Procedural endpoints included VT non‐inducibility in the non‐DEMAP group. In the focused DEMAP group, the endpoints were VT non‐inducibility and elimination of the slow corridors identified through the focused DEMAP. VT non‐inducibility at the end of the procedure was assessed through programmed stimulation with up to three extrastimuli until refractoriness and/or a cycle length of 200 ms from the RV apex.
Clinical Follow‐Up
2.6
Patients were routinely followed at 3, 6, and 12 months postablation with clinical assessments, ICD interrogation, and remote monitoring. VT recurrences, cardiovascular hospitalizations, and mortality data were recorded. VT recurrence was defined as sustained monomorphic VT lasting > 30 s or appropriate ICD therapy, including anti‐tachycardia pacing or shocks. Cardiovascular hospitalizations included admission for VT, myocardial infarction, stroke, or heart failure. Time to first cardiovascular‐related hospitalization and AICD shock were assessed from the ablation date. Follow‐up time was measured from the date of ablation until an outcome was recorded or April 30, 2025, whichever came first. Patients lost to follow‐up were censored, and mortality was confirmed through electronic medical records or family communication.
Statistical Analysis
2.7
Baseline characteristics were summarized as mean ± standard deviation (SD) for continuous variables, and as frequencies and percentages for categorical variables. Differences between groups were assessed using the Student's t‐test for normally distributed continuous variables and the Wilcoxon rank‐sum test for non‐normally distributed variables. Categorical variables were compared using the chi‐square test or Fisher's exact test, as appropriate. Standardized mean differences (SMDs) were calculated to quantify balance between groups, with a value < 0.1 considered indicative of adequate balance. Covariate balance before and after weighting was assessed using SMDs.
To adjust for potential confounders, inverse probability of treatment weighting (IPTW) with stabilized weight was applied. Propensity scores were estimated using logistic regression with covariates including age, BMI, left ventricular ejection fraction (LVEF), antiarrhythmic drug use, cardiomyopathy type, history of previous ablation, left ventricular access methods, and mapping chamber. Stabilized IPTW were calculated to reduce variability and improve efficiency, ensuring covariate balance between treatment groups. Covariate balance was assessed after IPTW, and for any variables with residual imbalance (SMD ≥ 0.1), double adjustment was performed by including those variables in the outcome models.

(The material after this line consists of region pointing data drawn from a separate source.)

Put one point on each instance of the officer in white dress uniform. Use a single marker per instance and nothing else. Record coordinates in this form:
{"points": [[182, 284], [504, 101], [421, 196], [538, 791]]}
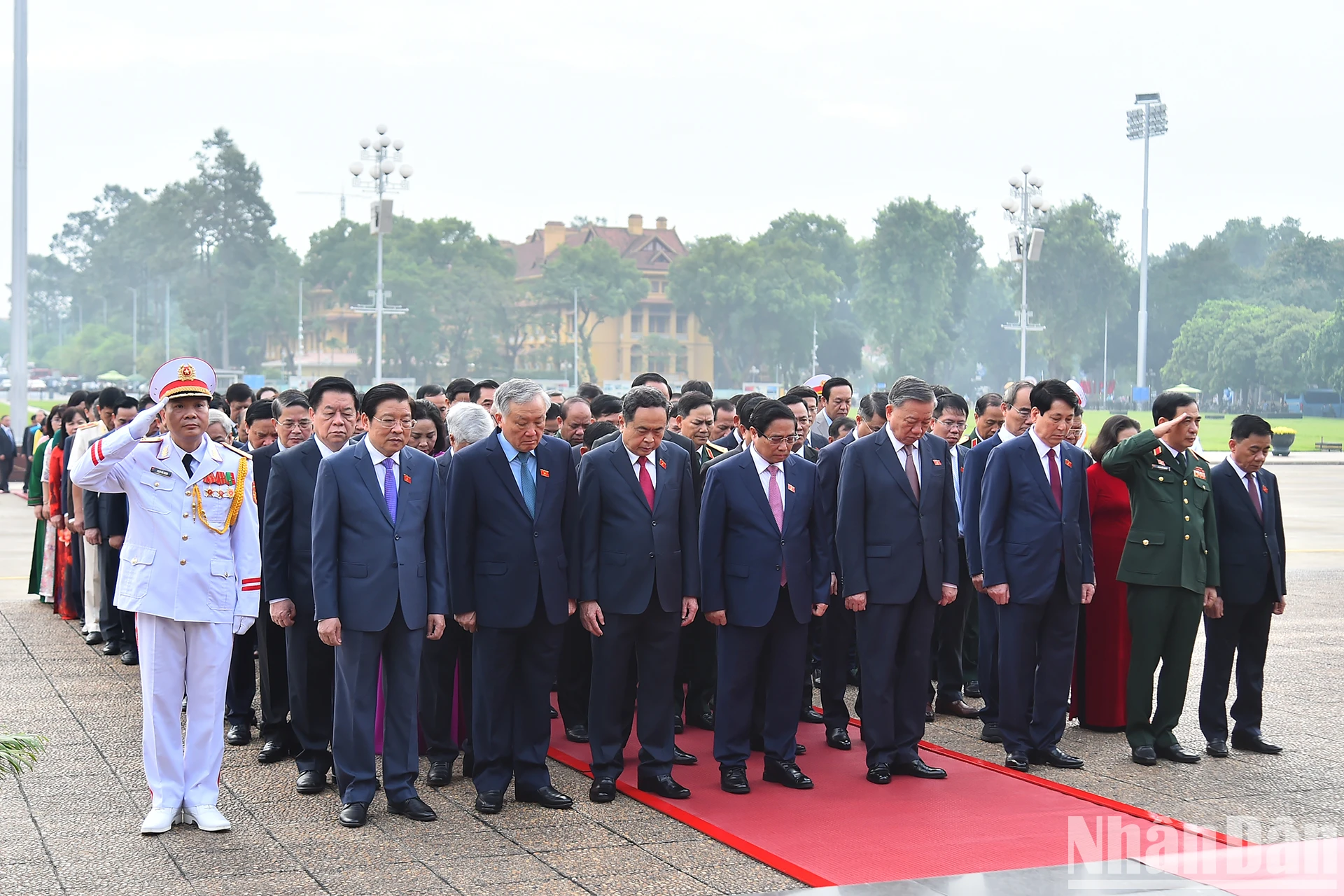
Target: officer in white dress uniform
{"points": [[191, 574]]}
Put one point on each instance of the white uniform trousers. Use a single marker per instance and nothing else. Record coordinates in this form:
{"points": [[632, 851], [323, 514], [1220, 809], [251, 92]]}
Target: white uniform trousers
{"points": [[178, 657], [93, 584]]}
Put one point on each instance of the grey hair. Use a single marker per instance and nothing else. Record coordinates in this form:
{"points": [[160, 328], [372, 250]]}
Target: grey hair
{"points": [[468, 424], [910, 388], [286, 399], [643, 397], [518, 391], [219, 416]]}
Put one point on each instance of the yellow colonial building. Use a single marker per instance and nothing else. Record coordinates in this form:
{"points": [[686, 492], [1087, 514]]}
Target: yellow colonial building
{"points": [[654, 336]]}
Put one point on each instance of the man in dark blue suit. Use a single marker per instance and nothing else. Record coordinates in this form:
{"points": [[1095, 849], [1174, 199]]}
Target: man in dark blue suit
{"points": [[1035, 538], [897, 535], [1253, 590], [1016, 412], [765, 573], [839, 624], [514, 522], [381, 589], [640, 583], [286, 571]]}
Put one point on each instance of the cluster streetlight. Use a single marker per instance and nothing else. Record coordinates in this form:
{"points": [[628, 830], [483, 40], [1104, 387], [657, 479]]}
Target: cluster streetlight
{"points": [[1026, 209], [1149, 120], [382, 152]]}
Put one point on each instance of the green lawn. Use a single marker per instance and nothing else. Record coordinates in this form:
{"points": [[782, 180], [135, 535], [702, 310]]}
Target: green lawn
{"points": [[1214, 433]]}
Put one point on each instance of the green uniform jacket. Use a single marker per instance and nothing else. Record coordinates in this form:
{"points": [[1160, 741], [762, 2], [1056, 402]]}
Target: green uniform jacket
{"points": [[1172, 536]]}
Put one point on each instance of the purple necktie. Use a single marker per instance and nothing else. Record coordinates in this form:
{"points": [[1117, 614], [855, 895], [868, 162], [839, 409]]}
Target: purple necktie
{"points": [[777, 510], [390, 489]]}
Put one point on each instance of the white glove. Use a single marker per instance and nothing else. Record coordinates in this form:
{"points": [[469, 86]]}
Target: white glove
{"points": [[139, 428]]}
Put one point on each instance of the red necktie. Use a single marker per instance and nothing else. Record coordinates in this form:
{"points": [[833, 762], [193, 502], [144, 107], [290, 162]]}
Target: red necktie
{"points": [[1057, 486], [645, 481]]}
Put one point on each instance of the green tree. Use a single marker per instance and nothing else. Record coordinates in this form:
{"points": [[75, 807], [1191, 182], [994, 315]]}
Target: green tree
{"points": [[606, 284], [916, 276]]}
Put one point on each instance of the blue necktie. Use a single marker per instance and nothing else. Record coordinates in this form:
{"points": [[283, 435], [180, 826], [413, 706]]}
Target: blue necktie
{"points": [[390, 489], [528, 484]]}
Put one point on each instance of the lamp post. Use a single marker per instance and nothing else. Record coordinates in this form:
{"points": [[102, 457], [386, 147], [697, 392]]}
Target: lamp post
{"points": [[1149, 120], [1025, 207], [19, 248], [384, 152]]}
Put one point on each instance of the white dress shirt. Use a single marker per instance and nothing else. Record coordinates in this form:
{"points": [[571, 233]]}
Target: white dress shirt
{"points": [[651, 466], [762, 472], [381, 472], [901, 454]]}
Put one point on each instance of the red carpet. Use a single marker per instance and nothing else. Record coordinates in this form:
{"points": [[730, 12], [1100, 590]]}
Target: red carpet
{"points": [[846, 830]]}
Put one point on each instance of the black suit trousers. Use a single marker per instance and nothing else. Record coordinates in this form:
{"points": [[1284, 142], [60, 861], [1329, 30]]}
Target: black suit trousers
{"points": [[444, 664], [511, 703], [651, 638], [1035, 666], [311, 666], [776, 650], [1242, 631], [894, 654]]}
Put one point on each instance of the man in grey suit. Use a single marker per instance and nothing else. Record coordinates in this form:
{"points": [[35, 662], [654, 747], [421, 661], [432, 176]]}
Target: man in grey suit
{"points": [[381, 589]]}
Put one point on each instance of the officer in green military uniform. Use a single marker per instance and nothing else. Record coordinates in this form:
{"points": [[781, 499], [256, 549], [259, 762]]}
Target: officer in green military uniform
{"points": [[1171, 567]]}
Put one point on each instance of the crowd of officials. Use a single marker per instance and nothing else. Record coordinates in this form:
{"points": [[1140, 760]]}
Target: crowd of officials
{"points": [[433, 568]]}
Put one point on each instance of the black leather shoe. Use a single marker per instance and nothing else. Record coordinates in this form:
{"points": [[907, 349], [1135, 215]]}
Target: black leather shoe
{"points": [[1177, 754], [839, 738], [664, 786], [1254, 743], [273, 750], [603, 790], [312, 782], [1054, 757], [787, 774], [416, 809], [546, 797], [440, 773], [918, 769], [734, 780], [354, 814]]}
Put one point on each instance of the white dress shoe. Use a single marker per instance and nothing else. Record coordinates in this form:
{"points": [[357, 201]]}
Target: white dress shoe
{"points": [[159, 821], [206, 818]]}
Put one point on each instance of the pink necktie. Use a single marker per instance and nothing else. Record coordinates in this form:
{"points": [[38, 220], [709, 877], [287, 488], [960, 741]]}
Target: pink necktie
{"points": [[777, 510]]}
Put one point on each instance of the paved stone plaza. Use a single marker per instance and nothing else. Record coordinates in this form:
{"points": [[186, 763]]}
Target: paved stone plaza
{"points": [[70, 825]]}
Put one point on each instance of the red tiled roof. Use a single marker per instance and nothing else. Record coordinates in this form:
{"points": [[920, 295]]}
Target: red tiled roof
{"points": [[645, 250]]}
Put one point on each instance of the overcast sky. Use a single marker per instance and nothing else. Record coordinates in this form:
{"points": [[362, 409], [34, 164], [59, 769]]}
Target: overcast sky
{"points": [[720, 115]]}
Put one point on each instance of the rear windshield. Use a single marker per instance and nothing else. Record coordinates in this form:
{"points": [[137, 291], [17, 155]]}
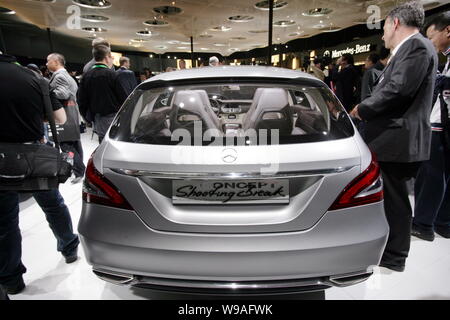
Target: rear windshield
{"points": [[248, 113]]}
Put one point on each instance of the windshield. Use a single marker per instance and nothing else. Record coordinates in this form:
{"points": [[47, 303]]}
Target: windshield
{"points": [[253, 113]]}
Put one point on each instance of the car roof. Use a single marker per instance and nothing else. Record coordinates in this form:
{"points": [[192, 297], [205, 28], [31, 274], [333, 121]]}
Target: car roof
{"points": [[231, 71]]}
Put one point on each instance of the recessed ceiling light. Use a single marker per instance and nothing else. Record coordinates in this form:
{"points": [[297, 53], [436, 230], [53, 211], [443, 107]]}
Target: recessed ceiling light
{"points": [[284, 23], [319, 26], [240, 18], [330, 29], [317, 12], [93, 4], [156, 23], [168, 10], [94, 18], [94, 29], [258, 31], [295, 34], [431, 4], [221, 28], [139, 40], [6, 11], [264, 5], [146, 33], [366, 20]]}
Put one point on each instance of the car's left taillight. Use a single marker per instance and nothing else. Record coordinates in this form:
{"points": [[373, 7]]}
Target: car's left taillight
{"points": [[99, 190], [365, 189]]}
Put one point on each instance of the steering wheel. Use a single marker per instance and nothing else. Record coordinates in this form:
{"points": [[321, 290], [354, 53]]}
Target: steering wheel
{"points": [[215, 103]]}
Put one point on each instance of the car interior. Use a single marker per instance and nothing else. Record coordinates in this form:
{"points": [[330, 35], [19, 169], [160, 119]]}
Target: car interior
{"points": [[291, 112]]}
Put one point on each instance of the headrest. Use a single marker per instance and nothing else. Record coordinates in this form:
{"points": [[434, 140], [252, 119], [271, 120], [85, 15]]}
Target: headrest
{"points": [[189, 100]]}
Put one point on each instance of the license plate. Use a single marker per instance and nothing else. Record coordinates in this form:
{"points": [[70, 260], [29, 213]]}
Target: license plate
{"points": [[230, 192]]}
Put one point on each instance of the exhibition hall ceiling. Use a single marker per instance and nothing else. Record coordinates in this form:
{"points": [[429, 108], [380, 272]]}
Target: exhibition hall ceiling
{"points": [[223, 26]]}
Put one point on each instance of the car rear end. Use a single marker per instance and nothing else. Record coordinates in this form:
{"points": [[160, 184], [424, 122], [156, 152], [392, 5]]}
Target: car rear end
{"points": [[182, 195]]}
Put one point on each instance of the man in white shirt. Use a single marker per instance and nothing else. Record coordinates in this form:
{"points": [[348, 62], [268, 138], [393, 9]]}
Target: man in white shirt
{"points": [[432, 187]]}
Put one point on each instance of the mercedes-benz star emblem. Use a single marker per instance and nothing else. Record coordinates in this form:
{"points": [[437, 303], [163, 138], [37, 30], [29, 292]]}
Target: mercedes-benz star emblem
{"points": [[229, 155]]}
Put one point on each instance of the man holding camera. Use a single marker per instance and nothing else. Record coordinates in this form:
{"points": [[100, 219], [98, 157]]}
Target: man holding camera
{"points": [[22, 110]]}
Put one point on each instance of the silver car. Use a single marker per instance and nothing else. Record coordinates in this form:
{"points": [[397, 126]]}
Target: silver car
{"points": [[233, 179]]}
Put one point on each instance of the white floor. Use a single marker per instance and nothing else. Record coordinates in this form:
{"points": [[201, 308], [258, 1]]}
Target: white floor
{"points": [[427, 274]]}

Time‐to‐event outcomes were analyzed using stabilized‐IPTW Kaplan–Meier survival curves and cumulative incidence curves. The log‐rank test was used to compare survival distributions between groups, accounting for stabilized weights. For paired binary outcomes, McNemar's test was applied. All statistical analyses were conducted using Stata version 19 (StataCorp, College Station, TX). A two‐sided p‐value < 0.05 was considered statistically significant.
Results
3
Baseline Characteristics
3.1
A total of 57 patients underwent catheter ablation for scar‐related VT during the study period were included (25 patients [43.9%] assigned to the focused DEMAP group and 32 patients [56.1%] to the non‐DEMAP group). Baseline characteristics before IPTW are presented in Table 1. Between‐group balance was evaluated using standardized differences (STDs), with values less than 0.1 considered to indicate good balance.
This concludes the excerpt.